I find that the best fertilizers to use are organic. Stay away from those which have very high nitrogen levels. For example, I think that guano or chicken manure based fertilizers might not be the best choice as usually this nitrogen is released very quickly producing a growth spurt. I mainly use BonsaiBoost (main ingredient being canola meal similar to rapeseed or cottonseed meal) as it is a slow release source of nutrients. I supplement this with liquid fertilizer of Nitrosol, Seagro or Sea Secret, which I will either apply with a sprayer or with a watering can. The occasional treatment of Kelpak is also advisable as it is packed with auxins healthy for the tree, although it should not be seen as a fertilizer.


I hope you have enjoyed reading this post and that you have learnt something which you’d like to try out on your trees. No doubt there are many ways of developing deciduous trees, and the above is merely the method I am currently using. However, I am tweaking the process as I learn from my own experiences. And on that note, I would like to quote Albert Einstein who said the following; “The only source of knowledge is experience.”

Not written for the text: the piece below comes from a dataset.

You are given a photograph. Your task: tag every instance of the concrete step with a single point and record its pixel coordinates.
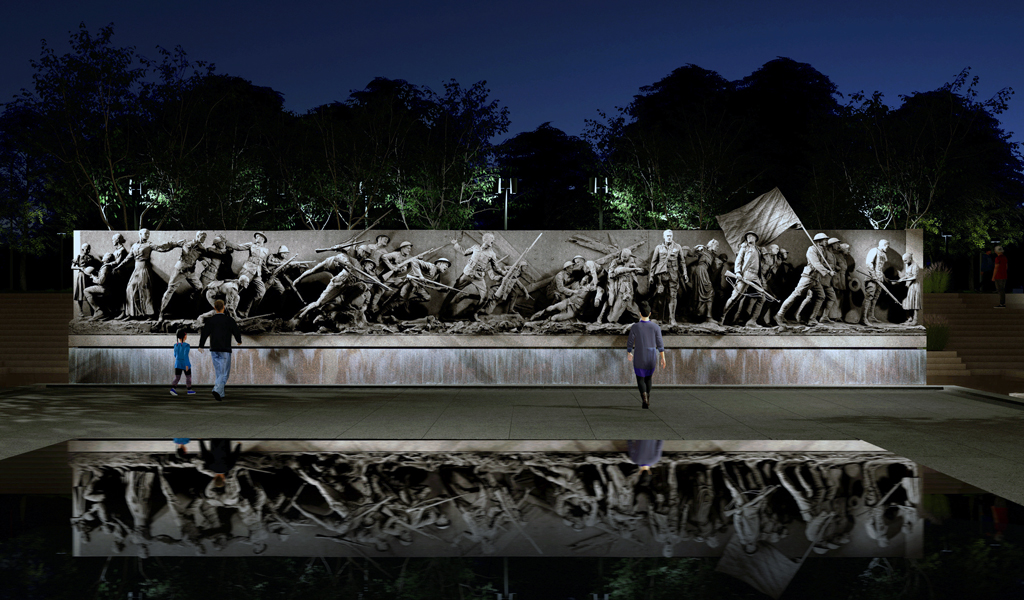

Check out my YouTube channel for the latest on this tree!

10 Responses


March 12, 2018

I read your articles often. I just read this one again to refresh my mental knowledge base as I head into spring and examine branches. Thanks for thoroughly helpful coverage of the subject!

Viky Petermann
Viky Petermann

March 02, 2018

Great article Terry!
Thank you

Brett Simon
Brett Simon

March 02, 2018

Great article Terry. Really looks natural.
I remember seeing this tree when you had just lifted it. I know it was 5 years ago but felt like the other day.. so if it was the other day, bonsai does not take so long?


March 02, 2018

Stunning tree Terry and well written article! What is the height of the tree???

Cindy Rodkin
Cindy Rodkin

March 02, 2018

I thoroughly enjoyed reading that – well written and easy to follow and understand .. really great article thank you Terry!

Emile de Bruin
Emile de Bruin

March 02, 2018

Great article and well done.

Brian Kalshoven
Brian Kalshoven

February 10, 2018

I’m following this with interest, as it condenses many years of development into a short space of time. So far, on my trees, I’m not doing much wrong, yippee! Looking forward to the refinement, as I’m constantlydoing that with a number of my older, established trees. The longer I follow this hobby, the longer I realise that every tree, even the oldest, most developed subjects are always going to be a “work in progress”, and that’s what makes it so great. Thanks, Terry

Forrie Miller
Forrie Miller

February 09, 2018

This is a fine site and a terrific article. I am a Kiwi whose oldest bonsai dates to 1981 and survives as a testament to my many errors. I happened on the website when motorcycling through South Africa last year, and I now follow it with interest.

Terry Erasmus
Terry Erasmus

January 31, 2018

Thank you Gora for your very kind words! Just when I think people could not be bothered with what I ramble on about, I get a comment such as yours. Seeing as you ask so nicely I will certainly do my best to keep it up!

Hassim Gora Khaki
Hassim Gora Khaki

January 31, 2018

Thank u Terry for your hands on approach to teaching us novices on how to develop trees for bonsai. I personally have benefitted greatly from your blogs. My trees are the better for it. Such valuable and simple to understand information as provided by you is not often shared by our bonsai masters and it is most valuable for the novice who wants to develop his own prised bonsai. Keep it up buddy. Really appreciate the sterling job you are doing to promote bonsai.